Naukowcy UAM: teoria gender dyskryminuje
Głos sprzeciwu wobec wykładu ks. prof. Pawła Bortkiewicza potwierdza nasze obawy co do dyskryminacyjnych konsekwencji teorii gender – napisali w liście naukowcy z Uniwersytetu Adama Mickiewicza w Poznaniu.
List jest skierowany do sygnatariuszy „sprzeciwu wobec wykładu „Gender – dewastacja człowieka i rodziny” z 5. grudnia.
„Dziwimy się, że zamiast podjąć otwartą dyskusję, co jest zgodne z duchem uniwersytetu, postanowiliście sprzeciwić się wygłoszeniu wykładu księdza profesora Pawła Bortkiewicza w murach Uniwersytetu Ekonomicznego” – czytamy w liście.Naukowcy wyrażają również niepokój, że w imię teorii gender dokonywane są odgórne zmiany prawne wpływające na kształt edukacji i relacji społecznych. Mimo, wydawałoby się, szlachetnych haseł antydyskryminacyjnych, zmiany te prowadzą, w naszej opinii, do rzeczywistej dyskryminacji osób o innych poglądach – podkreślono.
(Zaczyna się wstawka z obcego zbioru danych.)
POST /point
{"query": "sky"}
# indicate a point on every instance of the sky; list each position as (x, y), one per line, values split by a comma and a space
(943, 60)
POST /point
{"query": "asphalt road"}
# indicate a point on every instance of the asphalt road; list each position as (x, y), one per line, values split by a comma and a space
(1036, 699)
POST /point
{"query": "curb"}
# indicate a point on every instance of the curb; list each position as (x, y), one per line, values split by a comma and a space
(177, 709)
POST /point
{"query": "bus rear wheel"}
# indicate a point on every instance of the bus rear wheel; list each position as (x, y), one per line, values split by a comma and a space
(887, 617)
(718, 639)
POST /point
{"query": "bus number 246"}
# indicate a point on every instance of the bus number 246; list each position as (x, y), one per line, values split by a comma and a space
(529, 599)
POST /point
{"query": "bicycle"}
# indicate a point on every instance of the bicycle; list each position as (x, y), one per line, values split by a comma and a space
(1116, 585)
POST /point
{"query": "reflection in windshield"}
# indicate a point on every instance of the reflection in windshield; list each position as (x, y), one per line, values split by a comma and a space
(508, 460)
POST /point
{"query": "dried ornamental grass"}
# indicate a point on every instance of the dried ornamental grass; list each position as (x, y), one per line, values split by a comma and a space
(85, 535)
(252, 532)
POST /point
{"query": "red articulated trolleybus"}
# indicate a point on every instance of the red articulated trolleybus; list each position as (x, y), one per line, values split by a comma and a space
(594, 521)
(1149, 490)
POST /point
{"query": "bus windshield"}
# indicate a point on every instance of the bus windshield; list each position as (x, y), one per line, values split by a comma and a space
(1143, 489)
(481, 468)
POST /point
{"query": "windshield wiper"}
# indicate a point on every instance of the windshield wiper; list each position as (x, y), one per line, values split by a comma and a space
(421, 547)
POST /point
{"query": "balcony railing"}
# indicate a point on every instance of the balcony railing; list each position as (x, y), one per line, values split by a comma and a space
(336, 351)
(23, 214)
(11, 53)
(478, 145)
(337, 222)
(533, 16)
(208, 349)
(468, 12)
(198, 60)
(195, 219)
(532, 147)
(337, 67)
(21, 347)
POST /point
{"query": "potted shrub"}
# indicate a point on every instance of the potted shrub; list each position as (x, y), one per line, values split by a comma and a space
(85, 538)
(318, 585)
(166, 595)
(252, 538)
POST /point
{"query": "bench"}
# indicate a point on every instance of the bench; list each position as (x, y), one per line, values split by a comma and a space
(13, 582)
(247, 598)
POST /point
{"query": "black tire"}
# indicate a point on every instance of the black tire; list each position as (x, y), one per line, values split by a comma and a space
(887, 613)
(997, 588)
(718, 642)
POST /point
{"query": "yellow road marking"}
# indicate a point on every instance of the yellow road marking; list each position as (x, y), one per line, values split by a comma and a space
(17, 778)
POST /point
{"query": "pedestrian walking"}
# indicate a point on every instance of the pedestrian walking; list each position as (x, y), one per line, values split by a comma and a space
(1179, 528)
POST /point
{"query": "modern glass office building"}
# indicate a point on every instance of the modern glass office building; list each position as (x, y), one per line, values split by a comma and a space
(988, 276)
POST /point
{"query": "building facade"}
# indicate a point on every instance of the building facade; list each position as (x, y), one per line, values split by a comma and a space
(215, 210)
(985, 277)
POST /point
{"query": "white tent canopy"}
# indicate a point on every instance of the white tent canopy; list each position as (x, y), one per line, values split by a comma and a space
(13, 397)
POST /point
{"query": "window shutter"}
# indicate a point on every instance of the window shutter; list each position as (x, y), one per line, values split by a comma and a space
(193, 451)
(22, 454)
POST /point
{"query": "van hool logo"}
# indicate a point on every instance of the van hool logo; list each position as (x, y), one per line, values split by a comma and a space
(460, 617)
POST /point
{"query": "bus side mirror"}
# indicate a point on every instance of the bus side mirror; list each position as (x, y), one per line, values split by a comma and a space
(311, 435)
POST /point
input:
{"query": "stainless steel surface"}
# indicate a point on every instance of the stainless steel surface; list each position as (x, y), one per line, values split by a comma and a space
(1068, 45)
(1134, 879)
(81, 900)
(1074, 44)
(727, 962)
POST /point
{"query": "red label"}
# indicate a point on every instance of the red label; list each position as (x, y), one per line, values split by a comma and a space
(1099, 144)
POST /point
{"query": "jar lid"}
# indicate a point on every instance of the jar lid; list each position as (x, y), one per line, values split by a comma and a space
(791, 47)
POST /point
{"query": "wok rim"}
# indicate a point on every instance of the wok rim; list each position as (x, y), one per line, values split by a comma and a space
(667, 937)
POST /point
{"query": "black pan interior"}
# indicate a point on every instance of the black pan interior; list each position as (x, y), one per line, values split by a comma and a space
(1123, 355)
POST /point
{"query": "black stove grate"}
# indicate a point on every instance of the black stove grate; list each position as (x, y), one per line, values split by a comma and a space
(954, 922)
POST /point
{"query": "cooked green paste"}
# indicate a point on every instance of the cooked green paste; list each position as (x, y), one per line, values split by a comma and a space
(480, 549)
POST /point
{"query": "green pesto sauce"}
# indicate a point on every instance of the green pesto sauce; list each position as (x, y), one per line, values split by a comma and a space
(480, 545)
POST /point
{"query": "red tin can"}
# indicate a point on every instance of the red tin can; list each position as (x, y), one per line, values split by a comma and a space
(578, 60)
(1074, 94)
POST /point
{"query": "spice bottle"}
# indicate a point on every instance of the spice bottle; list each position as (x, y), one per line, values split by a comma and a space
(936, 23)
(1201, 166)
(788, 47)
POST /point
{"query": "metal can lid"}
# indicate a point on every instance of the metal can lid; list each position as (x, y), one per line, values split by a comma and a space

Z inicjatywą wystosowania listu wyszli pracownicy Instytutu Historii Sztuki UAM. Pod listem podpisał się m.in. dr Jerzy Kaczmarek z Instytutu Socjologii UAM.
– Jako pracownik uniwersytetu, cenię wartości uniwersyteckie, a taką wartością jest prawo do nieskrępowanego przedstawiania poglądów, prawo do nieskrępowanej dyskusji, wolnej od przemocy. To był impuls, który przeważył, że ten list podpisałem. Zarówno jedna jak i druga strona ma prawo do przedstawiania swoich poglądów. Natomiast obecnie coraz częściej, dzieje się tak, że tej drugiej stronie odbiera się to prawo, dlatego jest mój sprzeciw – podkreśla dr Jerzy Kaczmarek.